Treatment with antibiotics is a safe and effective alternative to surgery for acute appendicitis, according to a new study published in the BMJ.
A meta-analysis of four clinical trials showed that antibiotic therapy achieved a 63% success rate while reducing complications by 31% relative to surgery.
The study concluded that antibiotics should be considered as a first-line therapy for uncomplicated appendicitis.
In cases where appendicitis has led to peritonitis or perforation, surgery remains essential, the researchers said.
Removal of the inflamed appendix has been the standard treatment for acute appendicitis since 1889 – but the study argued that this is based “mainly on tradition rather than evidence”.
The study, by researchers at the Nottingham Digestive Diseases Centre NIHR Biomedical Research Unit, compared the safety and efficacy of antibiotic therapy with surgery as a first-line treatment for uncomplicated acute appendicitis.

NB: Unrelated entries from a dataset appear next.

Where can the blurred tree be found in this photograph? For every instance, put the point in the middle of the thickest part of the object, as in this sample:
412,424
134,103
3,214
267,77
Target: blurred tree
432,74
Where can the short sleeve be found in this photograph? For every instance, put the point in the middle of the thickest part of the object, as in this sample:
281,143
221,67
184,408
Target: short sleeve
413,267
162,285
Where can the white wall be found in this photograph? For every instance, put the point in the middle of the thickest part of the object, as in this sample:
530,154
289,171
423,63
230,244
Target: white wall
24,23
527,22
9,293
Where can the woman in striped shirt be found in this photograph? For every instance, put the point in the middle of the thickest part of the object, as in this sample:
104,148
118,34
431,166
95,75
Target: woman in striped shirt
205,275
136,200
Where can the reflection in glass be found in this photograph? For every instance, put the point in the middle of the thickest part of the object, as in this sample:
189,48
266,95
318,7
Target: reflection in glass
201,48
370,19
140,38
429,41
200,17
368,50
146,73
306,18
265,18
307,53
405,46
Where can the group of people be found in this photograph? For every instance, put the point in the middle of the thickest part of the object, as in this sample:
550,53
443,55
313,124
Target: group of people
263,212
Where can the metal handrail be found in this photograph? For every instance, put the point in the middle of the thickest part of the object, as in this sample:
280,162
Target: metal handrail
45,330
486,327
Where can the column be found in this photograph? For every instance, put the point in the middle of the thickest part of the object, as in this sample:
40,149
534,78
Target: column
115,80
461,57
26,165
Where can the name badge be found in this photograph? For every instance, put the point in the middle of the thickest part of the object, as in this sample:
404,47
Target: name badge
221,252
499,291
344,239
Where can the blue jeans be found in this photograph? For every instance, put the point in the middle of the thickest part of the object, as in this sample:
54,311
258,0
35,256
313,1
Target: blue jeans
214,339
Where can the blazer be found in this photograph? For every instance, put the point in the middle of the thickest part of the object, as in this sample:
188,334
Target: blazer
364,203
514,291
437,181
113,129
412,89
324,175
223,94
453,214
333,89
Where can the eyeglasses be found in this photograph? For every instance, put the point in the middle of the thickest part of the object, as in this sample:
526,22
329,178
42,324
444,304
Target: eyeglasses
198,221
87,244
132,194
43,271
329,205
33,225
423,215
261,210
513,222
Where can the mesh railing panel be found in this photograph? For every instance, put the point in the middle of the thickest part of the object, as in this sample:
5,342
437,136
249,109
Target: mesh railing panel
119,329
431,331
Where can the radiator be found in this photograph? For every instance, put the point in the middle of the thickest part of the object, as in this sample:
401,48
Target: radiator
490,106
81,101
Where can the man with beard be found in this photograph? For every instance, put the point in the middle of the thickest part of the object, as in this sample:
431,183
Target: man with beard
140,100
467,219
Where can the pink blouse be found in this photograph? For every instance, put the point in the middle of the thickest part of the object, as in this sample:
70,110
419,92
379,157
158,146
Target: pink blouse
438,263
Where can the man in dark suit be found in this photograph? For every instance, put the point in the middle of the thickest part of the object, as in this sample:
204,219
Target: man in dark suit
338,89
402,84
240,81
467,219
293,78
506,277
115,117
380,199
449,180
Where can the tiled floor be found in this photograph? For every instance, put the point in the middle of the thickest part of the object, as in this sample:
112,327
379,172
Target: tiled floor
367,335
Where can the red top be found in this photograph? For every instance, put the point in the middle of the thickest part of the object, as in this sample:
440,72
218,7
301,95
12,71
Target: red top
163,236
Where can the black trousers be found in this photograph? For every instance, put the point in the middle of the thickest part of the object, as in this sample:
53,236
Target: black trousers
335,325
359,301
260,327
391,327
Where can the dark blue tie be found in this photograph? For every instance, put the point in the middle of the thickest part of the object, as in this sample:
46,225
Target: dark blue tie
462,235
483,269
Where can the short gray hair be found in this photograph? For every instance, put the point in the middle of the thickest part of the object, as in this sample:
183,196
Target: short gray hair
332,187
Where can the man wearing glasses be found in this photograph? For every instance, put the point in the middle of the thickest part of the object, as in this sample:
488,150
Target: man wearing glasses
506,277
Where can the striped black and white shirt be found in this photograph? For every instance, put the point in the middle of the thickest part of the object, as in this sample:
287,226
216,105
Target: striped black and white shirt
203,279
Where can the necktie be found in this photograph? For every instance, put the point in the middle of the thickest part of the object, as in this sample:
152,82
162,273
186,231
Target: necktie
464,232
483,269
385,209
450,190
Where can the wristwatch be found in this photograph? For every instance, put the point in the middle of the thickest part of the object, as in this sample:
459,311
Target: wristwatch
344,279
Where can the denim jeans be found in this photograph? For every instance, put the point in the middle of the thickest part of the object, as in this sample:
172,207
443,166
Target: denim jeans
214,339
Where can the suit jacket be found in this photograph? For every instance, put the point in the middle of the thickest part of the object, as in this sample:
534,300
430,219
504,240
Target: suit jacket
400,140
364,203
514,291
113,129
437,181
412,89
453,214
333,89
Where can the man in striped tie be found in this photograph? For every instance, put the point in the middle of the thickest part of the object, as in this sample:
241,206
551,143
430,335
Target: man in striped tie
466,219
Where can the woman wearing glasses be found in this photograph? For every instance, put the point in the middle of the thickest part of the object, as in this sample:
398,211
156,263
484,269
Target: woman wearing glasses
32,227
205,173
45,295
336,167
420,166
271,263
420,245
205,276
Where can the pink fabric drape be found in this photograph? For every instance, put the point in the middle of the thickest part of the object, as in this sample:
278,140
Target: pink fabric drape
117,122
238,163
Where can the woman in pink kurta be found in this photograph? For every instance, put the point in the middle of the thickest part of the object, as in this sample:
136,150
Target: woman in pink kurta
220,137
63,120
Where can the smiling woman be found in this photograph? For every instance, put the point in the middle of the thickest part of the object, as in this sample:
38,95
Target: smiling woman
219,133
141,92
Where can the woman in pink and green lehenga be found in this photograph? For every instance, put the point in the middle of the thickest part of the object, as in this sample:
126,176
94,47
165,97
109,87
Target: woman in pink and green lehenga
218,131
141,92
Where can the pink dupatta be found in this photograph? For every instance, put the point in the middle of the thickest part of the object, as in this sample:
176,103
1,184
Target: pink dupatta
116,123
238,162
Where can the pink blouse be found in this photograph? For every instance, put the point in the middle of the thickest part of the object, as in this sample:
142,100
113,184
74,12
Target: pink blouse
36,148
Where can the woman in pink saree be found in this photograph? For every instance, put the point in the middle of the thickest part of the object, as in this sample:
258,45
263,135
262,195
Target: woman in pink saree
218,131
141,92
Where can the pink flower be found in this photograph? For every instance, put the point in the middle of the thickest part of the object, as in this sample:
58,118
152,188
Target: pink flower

It analysed the results of four randomised controlled trials covering 900 adult patients diagnosed with uncomplicated acute appendicitis, of whom 470 received antibiotics and 430 underwent surgery.
Treatment with antibiotics was associated with a 63% success rate at one year, and offered a 31% reduction in risk of complications compared to surgery.
There were no significant differences in length of hospital stay or risk of developing complicated appendicitis between the two patient groups.
The researchers suggested that a ‘wait, watch and treat’ policy could be adopted in patients who appear to have uncomplicated appendicitis, since the benefits of using only antibiotic therapy outweigh the risks.
Antibiotic therapy is “a safe initial therapy for patients with uncomplicated acute appendicitis” and “merits consideration as a primary treatment option for early uncomplicated appendicitis,” they concluded.
However, early surgery would remain the standard treatment for patients with clear signs of perforation or peritonitis.